Forschung & Technik – Elektrotechnik
Ein elektrisches Paternosterwerk in Berlin
BEW-Mitteilungen • April 1910
Elektrisches Paternosterwerk im Lichthof des Warenhauses von W. Wertheim in der Potsdamer Straße.
Der mächtige Renaissancebau in der Potsdamer Straße, der früher in seinen unteren Geschossen das Bierrestaurant ›zum Altbayern‹ beherbergte, ist im Herbst 1909 Warenhaus geworden. Der weite Sprung vom Restaurant- und Geschäftshaus zum Kaufpalast bedingte einen erheblich größeren Bedarf an Elektrizität. Der ›Altbayer‹ noch hatte seinen Bedarf an elektrischem Strom durch eine eigene Maschinenstation gedeckt; doch bei der Umwandlung erwies sich die Hauszentrale als zu klein für die bevorstehenden Ansprüche und so brach man sie ab und bezieht jetzt elektrische Energie aus dem Kabelnetz der Berliner Elektrizitätswerke (BEW).
Es ist vorwiegend Metallfadenglühlicht, das im Inneren des neuen Wertheim-Hauses Verwendung findet; Bogenlampen dagegen brennen an der Fassade nach der Straße zu und in den Räumen der oberen Stockwerke. Die meist zu Kronen vereinigten Glühlampen breiten ihr Licht über die einzelnen Kaufstände und verleihen Waren und Personen jenen warmen transparenten Farbton, den außer der elektrischen Glühlampe nur noch in großer Anzahl brennende Wachskerzen zu geben vermögen. Dies ist, nebenbei bemerkt, ein Umstand, dessen günstige psychologische Wirkung auf das Publikum keineswegs ohne Bedeutung ist, dessen Wert bei der Entscheidung für oder gegen elektrisches Licht sich zwar zahlenmäßig nicht fassen lässt, nichtsdestoweniger aber besteht und nur zu oft gerade dort vollständig übersehen wird, wo ein angenehmer, um nicht zu sagen animierender Einfluss des künstlichen Lichts durchaus erwünscht wäre.
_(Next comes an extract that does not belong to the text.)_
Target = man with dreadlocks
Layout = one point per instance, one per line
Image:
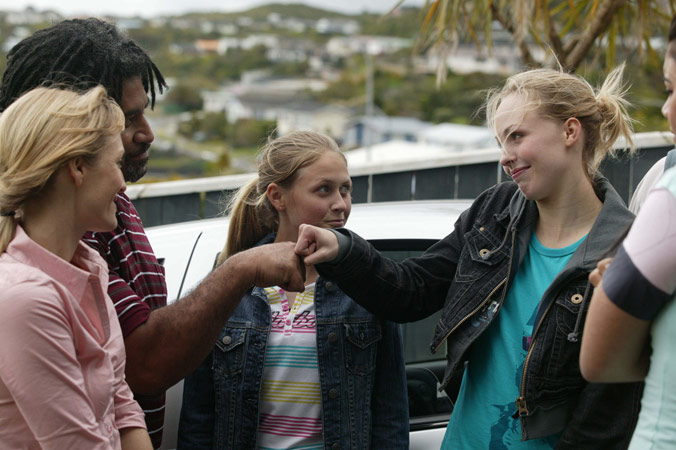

Im Übrigen unterscheidet sich das Kaufhaus in der Potsdamer Straße hinsichtlich seiner elektrischen Einrichtungen wenig von anderen Berliner Warenpalästen.
Der elektrisch illuminierte Brunnen im Lichthof des neuen Wertheim-Palastes.
Besonderes Interesse hingegen verdient der abbgebildete elektrische Paternosteraufzug zur Beförderung von Waren. Auf ihn sei an dieser Stelle ausdrücklich aufmerksam gemacht, da diese nachahmenswerte Art der Warenbeförderung – in der vorliegenden Ausführungsform wenigstens – das erste elektromotorisch getriebene Becherwerk Berlins ist, das wir kennen. Zwei dieser Werke arbeiten an den Außenseiten der dem Hof zu gelegenen Gebäudeflanken.
Eine Attraktion hat man durch die Beleuchtung des alten Brunnens im Hof geschaffen. Zwei kleine elektrische Scheinwerfer richten ihre Lichtkegel auf das Gestein; Miniaturlämpchen umsäumen das Wasserbecken und mischen ihr Licht mit dem strömenden Wasser.
W. Wertheim in der Potsdamer Straße ist mit einem Gesamtanschlusswert von 350 kW ein bedeutender Konsument. Einschließlich der Notbeleuchtung brennen dort 3372 Glühlampen und 125 Bogenlampen mit einem Anschlusswert von zusammen 150 kW. 26 Elektromotoren mit 224 PS liefern die für die Personen- und Warenbeförderung nötige mechanische Kraft. Zum Betrieb von elektrischen Heizapparaten zum Warmhalten von Speisen und Getränken stehen außerdem noch 3,5 kW zur Verfügung.